AI involves using powerful computers to perform tasks that are typically associated with human intelligence. A type of AI known as deep learning uses complex mathematical algorithms, sometimes called convolutional neural networks, to extract features from data that it is then “trained” on.

This training allows the algorithm to recognize patterns and perform tasks such as analyzing images. In medicine, for example, such algorithms are being studied to see if they can help assess mammograms, detect precancerous tissue in the cervix, or detect cancerous moles more accurately.

To date, AI has been utilized in many medical imaging fields such as CT and magnetic resonance imagery (MRI), and has facilitated accurate diagnosis and treatment.

Advances in both imaging and computers have led to the rise in the potential use of artificial intelligence (AI) in various tasks for example in breast imaging, going beyond the current use in computer‐aided detection to include diagnosis, prognosis, response to therapy, and risk assessment. The automated capabilities of AI offer the potential to enhance the diagnostic expertise of clinicians, including accurate demarcation of tumor volume, extraction of characteristic cancer phenotypes, translation of tumoral phenotype features to clinical genotype implications, and risk prediction.

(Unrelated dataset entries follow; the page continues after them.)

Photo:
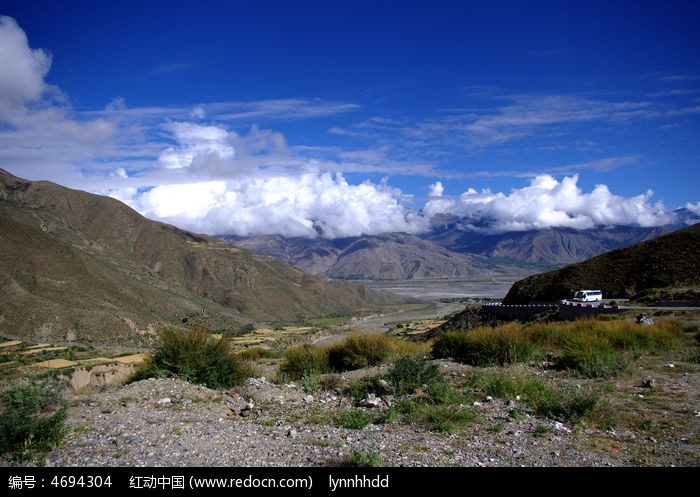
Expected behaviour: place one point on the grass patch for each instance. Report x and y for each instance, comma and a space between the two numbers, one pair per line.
486, 346
592, 355
194, 356
359, 351
32, 417
304, 360
409, 373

The combination of image‐specific findings with the underlying genomic, pathologic, and clinical features is becoming of increasing value in various cancers. The concurrent emergence of newer imaging techniques has provided radiologists with greater diagnostic tools and image datasets to analyze and interpret. Integrating an AI‐based workflow within different kinds of medical imaging enables the integration of multiple data streams into powerful multidisciplinary applications that may lead the path to personalized patient‐specific medicine.